Dabei feiert der passionierte Ringer John Irving gerade in Europa seine größten Erfolge als Autor: „Die USA waren stets mein schlechtestes Publikum. Weniger als ein Prozent der Erwachsenen dort lesen überhaupt gebundene Bücher, davon 70 bis 80 Prozent lediglich Sachbücher. Ein Schriftsteller ist in der amerikanischen Kultur absolut unbedeutend.“ Was zunächst einmal recht desillusioniert klingt, hat für den eher zurück gezogen lebenden Autor durchaus Vorteile: „Ich lebe gerne in Amerika, wirklich. Denn dort weiß praktisch niemand, wer ich bin. Selbst die meisten meiner Freunde – Leute, die zu uns zum Abendessen kommen – haben meine Bücher nie gelesen.“ Während er bei seiner Europa-Lesetour in jeder Stadt auf der Straße erkannt und angesprochen werde, könne er in New York wahrscheinlich für den Rest seines Lebens quer durch die Stadt laufen, ohne dass ihn jemand erkenne, lacht Irving. „Na ja, vielleicht, wenn ich mich direkt vor eine Buchhandlung stellen würde.
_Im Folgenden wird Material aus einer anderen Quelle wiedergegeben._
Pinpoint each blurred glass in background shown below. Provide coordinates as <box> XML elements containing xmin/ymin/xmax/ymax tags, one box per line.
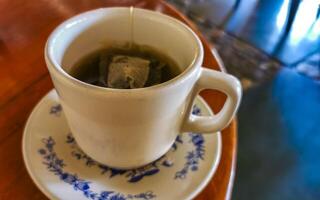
<box><xmin>168</xmin><ymin>0</ymin><xmax>320</xmax><ymax>199</ymax></box>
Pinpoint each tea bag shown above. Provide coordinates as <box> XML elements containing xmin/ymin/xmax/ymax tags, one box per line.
<box><xmin>107</xmin><ymin>55</ymin><xmax>150</xmax><ymax>89</ymax></box>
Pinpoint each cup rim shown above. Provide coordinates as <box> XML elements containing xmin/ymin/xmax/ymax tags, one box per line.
<box><xmin>45</xmin><ymin>7</ymin><xmax>204</xmax><ymax>94</ymax></box>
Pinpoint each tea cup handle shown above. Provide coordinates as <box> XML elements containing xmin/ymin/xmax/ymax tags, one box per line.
<box><xmin>181</xmin><ymin>68</ymin><xmax>242</xmax><ymax>133</ymax></box>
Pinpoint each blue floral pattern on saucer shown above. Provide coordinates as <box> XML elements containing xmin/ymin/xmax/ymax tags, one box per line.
<box><xmin>49</xmin><ymin>104</ymin><xmax>62</xmax><ymax>116</ymax></box>
<box><xmin>175</xmin><ymin>133</ymin><xmax>205</xmax><ymax>179</ymax></box>
<box><xmin>39</xmin><ymin>137</ymin><xmax>156</xmax><ymax>200</ymax></box>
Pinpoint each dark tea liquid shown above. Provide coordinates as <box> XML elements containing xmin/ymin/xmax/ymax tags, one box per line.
<box><xmin>69</xmin><ymin>44</ymin><xmax>181</xmax><ymax>88</ymax></box>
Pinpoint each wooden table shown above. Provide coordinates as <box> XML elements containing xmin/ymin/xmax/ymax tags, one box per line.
<box><xmin>0</xmin><ymin>0</ymin><xmax>237</xmax><ymax>199</ymax></box>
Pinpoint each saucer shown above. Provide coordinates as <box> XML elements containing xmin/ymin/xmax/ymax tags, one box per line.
<box><xmin>22</xmin><ymin>89</ymin><xmax>221</xmax><ymax>200</ymax></box>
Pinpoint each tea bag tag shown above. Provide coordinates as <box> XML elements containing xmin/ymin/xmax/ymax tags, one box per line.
<box><xmin>107</xmin><ymin>55</ymin><xmax>150</xmax><ymax>89</ymax></box>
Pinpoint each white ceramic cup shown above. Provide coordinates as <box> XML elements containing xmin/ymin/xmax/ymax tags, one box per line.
<box><xmin>45</xmin><ymin>7</ymin><xmax>242</xmax><ymax>169</ymax></box>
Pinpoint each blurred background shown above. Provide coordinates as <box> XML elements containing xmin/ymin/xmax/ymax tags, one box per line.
<box><xmin>167</xmin><ymin>0</ymin><xmax>320</xmax><ymax>199</ymax></box>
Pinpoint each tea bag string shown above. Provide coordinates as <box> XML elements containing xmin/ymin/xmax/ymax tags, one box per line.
<box><xmin>130</xmin><ymin>6</ymin><xmax>134</xmax><ymax>49</ymax></box>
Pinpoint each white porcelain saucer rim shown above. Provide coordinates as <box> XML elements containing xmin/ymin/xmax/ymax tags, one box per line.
<box><xmin>22</xmin><ymin>90</ymin><xmax>58</xmax><ymax>200</ymax></box>
<box><xmin>22</xmin><ymin>89</ymin><xmax>222</xmax><ymax>200</ymax></box>
<box><xmin>184</xmin><ymin>97</ymin><xmax>222</xmax><ymax>200</ymax></box>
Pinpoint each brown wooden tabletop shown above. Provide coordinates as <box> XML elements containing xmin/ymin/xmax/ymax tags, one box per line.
<box><xmin>0</xmin><ymin>0</ymin><xmax>237</xmax><ymax>199</ymax></box>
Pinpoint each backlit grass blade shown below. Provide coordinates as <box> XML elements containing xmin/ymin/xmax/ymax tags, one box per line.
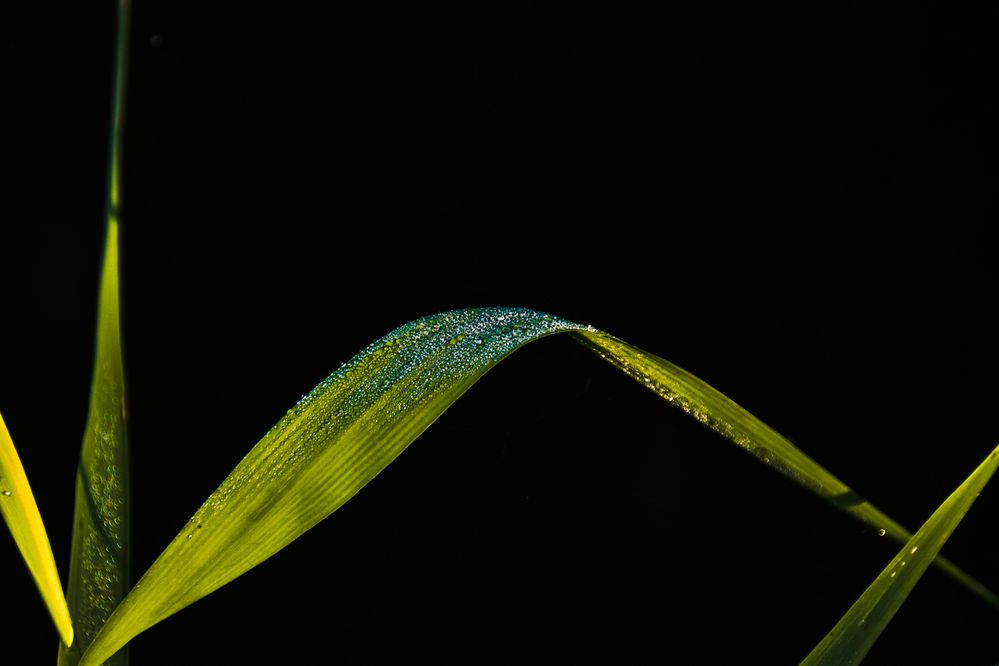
<box><xmin>801</xmin><ymin>442</ymin><xmax>999</xmax><ymax>665</ymax></box>
<box><xmin>77</xmin><ymin>308</ymin><xmax>995</xmax><ymax>664</ymax></box>
<box><xmin>60</xmin><ymin>2</ymin><xmax>131</xmax><ymax>664</ymax></box>
<box><xmin>0</xmin><ymin>412</ymin><xmax>73</xmax><ymax>646</ymax></box>
<box><xmin>573</xmin><ymin>331</ymin><xmax>998</xmax><ymax>607</ymax></box>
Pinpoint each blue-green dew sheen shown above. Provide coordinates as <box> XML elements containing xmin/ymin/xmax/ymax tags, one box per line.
<box><xmin>198</xmin><ymin>308</ymin><xmax>588</xmax><ymax>526</ymax></box>
<box><xmin>299</xmin><ymin>307</ymin><xmax>588</xmax><ymax>423</ymax></box>
<box><xmin>187</xmin><ymin>307</ymin><xmax>589</xmax><ymax>541</ymax></box>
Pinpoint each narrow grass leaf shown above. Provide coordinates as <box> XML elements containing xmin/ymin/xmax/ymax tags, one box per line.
<box><xmin>801</xmin><ymin>442</ymin><xmax>999</xmax><ymax>665</ymax></box>
<box><xmin>0</xmin><ymin>412</ymin><xmax>73</xmax><ymax>646</ymax></box>
<box><xmin>79</xmin><ymin>308</ymin><xmax>994</xmax><ymax>664</ymax></box>
<box><xmin>573</xmin><ymin>331</ymin><xmax>998</xmax><ymax>607</ymax></box>
<box><xmin>60</xmin><ymin>2</ymin><xmax>131</xmax><ymax>664</ymax></box>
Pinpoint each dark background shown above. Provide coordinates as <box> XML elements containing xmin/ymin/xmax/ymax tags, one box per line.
<box><xmin>3</xmin><ymin>1</ymin><xmax>998</xmax><ymax>663</ymax></box>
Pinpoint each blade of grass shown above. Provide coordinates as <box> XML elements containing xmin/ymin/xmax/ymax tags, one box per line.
<box><xmin>0</xmin><ymin>412</ymin><xmax>74</xmax><ymax>646</ymax></box>
<box><xmin>78</xmin><ymin>308</ymin><xmax>995</xmax><ymax>664</ymax></box>
<box><xmin>573</xmin><ymin>331</ymin><xmax>999</xmax><ymax>607</ymax></box>
<box><xmin>801</xmin><ymin>442</ymin><xmax>999</xmax><ymax>665</ymax></box>
<box><xmin>59</xmin><ymin>2</ymin><xmax>131</xmax><ymax>664</ymax></box>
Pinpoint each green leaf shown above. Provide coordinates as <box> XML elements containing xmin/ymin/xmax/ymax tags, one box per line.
<box><xmin>77</xmin><ymin>308</ymin><xmax>996</xmax><ymax>664</ymax></box>
<box><xmin>0</xmin><ymin>412</ymin><xmax>73</xmax><ymax>646</ymax></box>
<box><xmin>60</xmin><ymin>2</ymin><xmax>131</xmax><ymax>664</ymax></box>
<box><xmin>801</xmin><ymin>442</ymin><xmax>999</xmax><ymax>665</ymax></box>
<box><xmin>59</xmin><ymin>220</ymin><xmax>129</xmax><ymax>666</ymax></box>
<box><xmin>575</xmin><ymin>331</ymin><xmax>998</xmax><ymax>606</ymax></box>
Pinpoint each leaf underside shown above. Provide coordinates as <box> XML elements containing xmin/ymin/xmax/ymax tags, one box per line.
<box><xmin>77</xmin><ymin>307</ymin><xmax>997</xmax><ymax>665</ymax></box>
<box><xmin>802</xmin><ymin>443</ymin><xmax>999</xmax><ymax>665</ymax></box>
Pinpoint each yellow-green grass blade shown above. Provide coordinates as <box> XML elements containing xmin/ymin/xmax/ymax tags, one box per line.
<box><xmin>801</xmin><ymin>442</ymin><xmax>999</xmax><ymax>665</ymax></box>
<box><xmin>0</xmin><ymin>412</ymin><xmax>74</xmax><ymax>646</ymax></box>
<box><xmin>77</xmin><ymin>308</ymin><xmax>995</xmax><ymax>664</ymax></box>
<box><xmin>60</xmin><ymin>2</ymin><xmax>131</xmax><ymax>664</ymax></box>
<box><xmin>574</xmin><ymin>331</ymin><xmax>998</xmax><ymax>608</ymax></box>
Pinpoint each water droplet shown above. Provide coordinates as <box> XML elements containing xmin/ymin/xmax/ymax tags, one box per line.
<box><xmin>186</xmin><ymin>533</ymin><xmax>193</xmax><ymax>540</ymax></box>
<box><xmin>877</xmin><ymin>529</ymin><xmax>886</xmax><ymax>537</ymax></box>
<box><xmin>1</xmin><ymin>490</ymin><xmax>11</xmax><ymax>496</ymax></box>
<box><xmin>909</xmin><ymin>545</ymin><xmax>918</xmax><ymax>554</ymax></box>
<box><xmin>901</xmin><ymin>560</ymin><xmax>907</xmax><ymax>566</ymax></box>
<box><xmin>890</xmin><ymin>571</ymin><xmax>896</xmax><ymax>578</ymax></box>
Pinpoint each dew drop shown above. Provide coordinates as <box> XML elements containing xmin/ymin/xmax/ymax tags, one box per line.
<box><xmin>1</xmin><ymin>490</ymin><xmax>11</xmax><ymax>496</ymax></box>
<box><xmin>186</xmin><ymin>533</ymin><xmax>193</xmax><ymax>540</ymax></box>
<box><xmin>877</xmin><ymin>529</ymin><xmax>886</xmax><ymax>537</ymax></box>
<box><xmin>909</xmin><ymin>545</ymin><xmax>918</xmax><ymax>554</ymax></box>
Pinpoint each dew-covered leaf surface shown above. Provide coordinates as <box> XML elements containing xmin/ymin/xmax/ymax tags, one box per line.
<box><xmin>801</xmin><ymin>442</ymin><xmax>999</xmax><ymax>665</ymax></box>
<box><xmin>79</xmin><ymin>308</ymin><xmax>994</xmax><ymax>664</ymax></box>
<box><xmin>59</xmin><ymin>219</ymin><xmax>129</xmax><ymax>666</ymax></box>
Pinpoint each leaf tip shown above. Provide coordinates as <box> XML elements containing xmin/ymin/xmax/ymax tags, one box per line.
<box><xmin>58</xmin><ymin>615</ymin><xmax>75</xmax><ymax>652</ymax></box>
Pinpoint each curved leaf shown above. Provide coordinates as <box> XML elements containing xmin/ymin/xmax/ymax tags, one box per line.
<box><xmin>801</xmin><ymin>442</ymin><xmax>999</xmax><ymax>665</ymax></box>
<box><xmin>78</xmin><ymin>308</ymin><xmax>996</xmax><ymax>664</ymax></box>
<box><xmin>0</xmin><ymin>412</ymin><xmax>73</xmax><ymax>646</ymax></box>
<box><xmin>575</xmin><ymin>332</ymin><xmax>998</xmax><ymax>605</ymax></box>
<box><xmin>59</xmin><ymin>2</ymin><xmax>132</xmax><ymax>664</ymax></box>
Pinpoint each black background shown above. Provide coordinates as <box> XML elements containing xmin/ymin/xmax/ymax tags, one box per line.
<box><xmin>3</xmin><ymin>1</ymin><xmax>998</xmax><ymax>663</ymax></box>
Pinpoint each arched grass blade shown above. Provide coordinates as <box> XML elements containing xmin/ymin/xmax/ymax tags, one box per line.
<box><xmin>0</xmin><ymin>412</ymin><xmax>73</xmax><ymax>646</ymax></box>
<box><xmin>60</xmin><ymin>2</ymin><xmax>132</xmax><ymax>664</ymax></box>
<box><xmin>78</xmin><ymin>310</ymin><xmax>582</xmax><ymax>665</ymax></box>
<box><xmin>78</xmin><ymin>309</ymin><xmax>996</xmax><ymax>664</ymax></box>
<box><xmin>801</xmin><ymin>442</ymin><xmax>999</xmax><ymax>665</ymax></box>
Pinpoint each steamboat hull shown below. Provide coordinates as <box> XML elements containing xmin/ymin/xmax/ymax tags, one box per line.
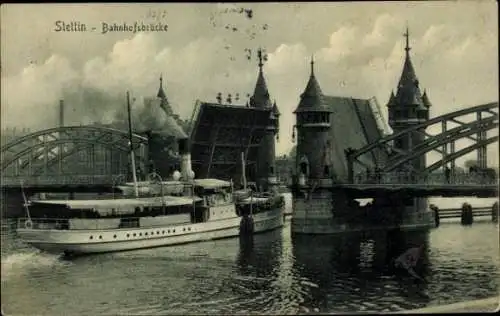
<box><xmin>16</xmin><ymin>208</ymin><xmax>283</xmax><ymax>255</ymax></box>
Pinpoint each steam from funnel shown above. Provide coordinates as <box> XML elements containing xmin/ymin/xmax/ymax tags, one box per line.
<box><xmin>178</xmin><ymin>138</ymin><xmax>195</xmax><ymax>181</ymax></box>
Dann käme wahrscheinlich irgendwann jemand heraus, um mir zu sagen, dass ich wie eine ältere Ausgabe des Schriftstellers John Irving aussähe.“ Daher gebe es praktisch kein anderes Land, betont er, in dem er sich so sehr als Ausländer fühle, wie in den USA. Zum ersten Mal habe er in Wien erlebt, was es heißt, ein Außenseiter zu sein. 1963 kam er als Student für ein Auslandssemester in die österreichische Hauptstadt. „Schon damals wusste ich, dass ich Schriftsteller werden wollte. Ein befreundeter älterer Schriftstellerkollege hatte mir geraten, dorthin zu gehen, wo ich mich als Ausländer fühlen würde. Er war der Überzeugung, dass es dieses Gefühl sei, das mich als Schriftsteller immer begleiten werde.“

Aus seiner tiefen Verbundenheit zu Europa macht der bekennende Dickens-Adept Irving kein Hehl. „Ich reise mehrmals im Jahr nach Europa, fühle mich der europäischen Kultur- und Literaturtradition viel stärker verbunden als der amerikanischen.“ So ist es auch keinesfalls Zufall oder aber das Resultat seiner Recherchen in der Welt der Tätowierer und Kirchenorganisten, dass Irvings jüngster Roman über weite Strecken in Nord-Europa spielt – in Amsterdam, Hamburg, Helsinki, Oslo oder Stockholm – sondern auch ein Ausdruck seiner Verbundenheit mit seinem Publikum: „Hier habe ich die meisten Leser.“Diese nordeuropäischen Hafenstädte sind es, die der vierjährige Jack Burns – Hauptfigur in „Bis ich dich finde“ – an der Hand seiner Mutter abklappert, immer auf der Suche nach seinem Vater, der sich vor seiner Geburt abgesetzt hat. Und hierhin kehrt er auch als erfolgreicher Hollywood-Schauspieler zurück, immer noch auf der Suche nach seinem Vater. Indem er die Reise seiner Kindheit wiederholt, versucht er, die Wahrheit über seine Familiengeschichte ans Licht zu bringen.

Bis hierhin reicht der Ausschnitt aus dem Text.